If $f,g \colon \mathbb{Z} \oplus (\mathbb{Z}/3) \to \mathbb{Z} \oplus (\mathbb{Z}/3)$ are two homomorphisms then we can use the usual matrix multiplication $$ fg = \begin{pmatrix} f_{11} & 0 \\ f_{21} & f_{22} \end{pmatrix} \begin{pmatrix} g_{11} & 0 \\ g_{21} & g_{22} \end{pmatrix} = \begin{pmatrix} f_{11} g_{11} & 0 \\ f_{21} g_{11} + f_{22} g_{21} & f_{22} g_{22}. \end{pmatrix} $$ Because we have $$ \mathrm{id}_{\mathbb{Z} \oplus (\mathbb{Z}/3)} = \begin{pmatrix} \mathrm{id}_{\mathbb{Z}} & 0 \\ 0 & \mathrm{id}_{\mathbb{Z}/3} \end{pmatrix} $$ it follows that if $f$ is an isomorphism with $g = f^{-1}$, then \begin{align*} f_{11} g_{11} &= g_{11} f_{11} = \mathrm{id}_{\mathbb{Z}}, \\ f_{22} g_{22} &= g_{22} f_{22} = \mathrm{id}_{\mathbb{Z}/3}, \end{align*} so both $f_{11}$ and $f_{22}$ must be isomorphisms with $f_{11}^{-1} = g_{11}$ and $f_{22}^{-1} = g_{22}$.
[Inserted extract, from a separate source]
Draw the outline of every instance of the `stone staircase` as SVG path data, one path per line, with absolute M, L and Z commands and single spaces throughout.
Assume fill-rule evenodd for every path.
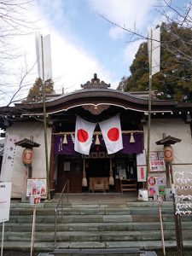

If on the other hand $f_{11}$ and $f_{22}$ are isomorphisms then $$ \begin{pmatrix} f_{11} & 0 \\ f_{21} & f_{22} \end{pmatrix} \begin{pmatrix} f_{11}^{-1} & 0 \\ -f_{22}^{-1} f_{21} f_{11}^{-1} & f_{22}^{-1} \end{pmatrix} = \begin{pmatrix} \mathrm{id}_{\mathbb{Z}} & 0 \\ 0 & \mathrm{id}_{\mathbb{Z}/3} \end{pmatrix} $$ as well as $$ \begin{pmatrix} f_{11}^{-1} & 0 \\ -f_{22}^{-1} f_{21} f_{11}^{-1} & f_{22}^{-1} \end{pmatrix} \begin{pmatrix} f_{11} & 0 \\ f_{21} & f_{22} \end{pmatrix} = \begin{pmatrix} \mathrm{id}_{\mathbb{Z}} & 0 \\ 0 & \mathrm{id}_{\mathbb{Z}/3} \end{pmatrix}. $$ So $f$ is then already an isomorphism.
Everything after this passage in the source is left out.